While an announcement on Yisrael Beytenu joining the government has yet to be made official, the sides are engaging in talks and sources on both sides said Wednesday night Liberman could join the coalition as soon as Thursday.

Haaretz noted in its report that although Blair ended his stint as Quartet representative to the Middle East months ago, he has continued to act independently to restart the peace process between Israel and the Palestinians, and Israel and the Arab world.

Blair visited Israel and other countries in the region every two or three weeks, almost always meeting with Netanyahu as well as Herzog, updating them on his talks with Arab leaders, according to the newspaper.

Blair’s consistent message during these meetings was that Sunni Arab nations are willing and prepared for a breakthrough in relations with Israel, but it depended on steps Israel took in Judea, Samaria and Gaza to demonstrate advancement of the two-state solution.

Political sources involved in the matter were quoted by Haaretz as having said that in recent weeks, against the backdrop of Netanyahu and Finance Minister Moshe Kahlon’s agreement on passing a two-year budget (instead of one year at a time), Blair realized that the Israeli government would stand firm until 2019. Blair thought the only way to advance a diplomatic move between Israel and the Palestinians, with the involvement of Arab nations, would be to bring the Zionist Union into the coalition.

Last week, while visiting Cairo, Blair reportedly worked on recruiting senior Egyptian figures to the plan.

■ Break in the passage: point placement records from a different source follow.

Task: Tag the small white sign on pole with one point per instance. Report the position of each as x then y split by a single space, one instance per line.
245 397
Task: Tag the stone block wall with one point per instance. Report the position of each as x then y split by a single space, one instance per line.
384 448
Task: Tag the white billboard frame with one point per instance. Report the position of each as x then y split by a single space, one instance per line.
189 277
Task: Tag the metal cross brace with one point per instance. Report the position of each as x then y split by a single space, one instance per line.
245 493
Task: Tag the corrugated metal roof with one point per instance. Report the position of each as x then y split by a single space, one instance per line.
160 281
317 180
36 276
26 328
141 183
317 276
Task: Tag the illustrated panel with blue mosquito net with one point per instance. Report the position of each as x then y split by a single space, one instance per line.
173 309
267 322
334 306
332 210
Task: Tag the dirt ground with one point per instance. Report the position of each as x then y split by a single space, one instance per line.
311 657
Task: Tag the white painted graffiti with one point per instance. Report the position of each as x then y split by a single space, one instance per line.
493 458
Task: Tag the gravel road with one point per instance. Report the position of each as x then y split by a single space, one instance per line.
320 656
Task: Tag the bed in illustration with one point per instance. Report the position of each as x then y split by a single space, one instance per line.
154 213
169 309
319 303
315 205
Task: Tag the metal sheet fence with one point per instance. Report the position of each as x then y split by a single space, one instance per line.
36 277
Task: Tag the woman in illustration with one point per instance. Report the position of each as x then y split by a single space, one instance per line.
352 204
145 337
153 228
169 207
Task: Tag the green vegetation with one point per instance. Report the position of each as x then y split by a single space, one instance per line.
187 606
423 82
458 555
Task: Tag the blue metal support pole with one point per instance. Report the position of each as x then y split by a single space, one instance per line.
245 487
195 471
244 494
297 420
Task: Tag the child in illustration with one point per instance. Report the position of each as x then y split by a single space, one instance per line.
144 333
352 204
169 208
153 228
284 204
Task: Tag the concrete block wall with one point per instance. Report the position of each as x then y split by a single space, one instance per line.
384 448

One political source says Blair is the one who suggested that Sisi make the speech he gave Tuesday with a message to the Israeli people and their political parties about the need to move forward in the peace process with the Palestinians.

According to the source, Blair’s activity vis-à-vis the Egyptian presidential office was fully coordinated with Herzog.

Blair also coordinated with Kerry, informing him of the talks with Herzog, Netanyahu and Sisi. A political source quoted by Haaretz said that subsequent to Blair’s actions, Kerry considered putting off publishing a Quartet report criticizing “Israeli settlement construction” until he knew whether the Zionist Union would join the coalition. American officials have denied this claim. 

Until Tuesday afternoon, the report continued, all was going according to Blair’s plan. Sisi gave the speech with the messages Blair had coordinated with Egypt. Herzog hastened to announce that he applauded the speech and said that Israel should not miss the diplomatic opportunity. A few minutes later, Netanyahu also made an announcement welcoming Sisi’s remarks and saying he was willing to cooperate with a diplomatic move led by Egypt.

But in the following hours, talks between Netanyahu and Herzog started to fall apart and finally collapsed just after midnight, leading to his turning to Liberman.

According to Haaretz, Netanyahu realized that Herzog did not have the backing of a majority of his Knesset faction for joining the coalition, and didn’t want to take the risk of making such far-reaching diplomatic undertakings.

“Neither Blair, Sisi nor Herzog could understand how Netanyahu wound up going with Liberman,” said a political source. “Blair thought he could engineer the Netanyahu government and Herzog counted on the international embrace that Blair arranged for getting him into the government. It didn’t work.”

Blair’s office did not wish to comment. Herzog’s office also declined to comment. The U.S. State Department also did not respond to a request for comment.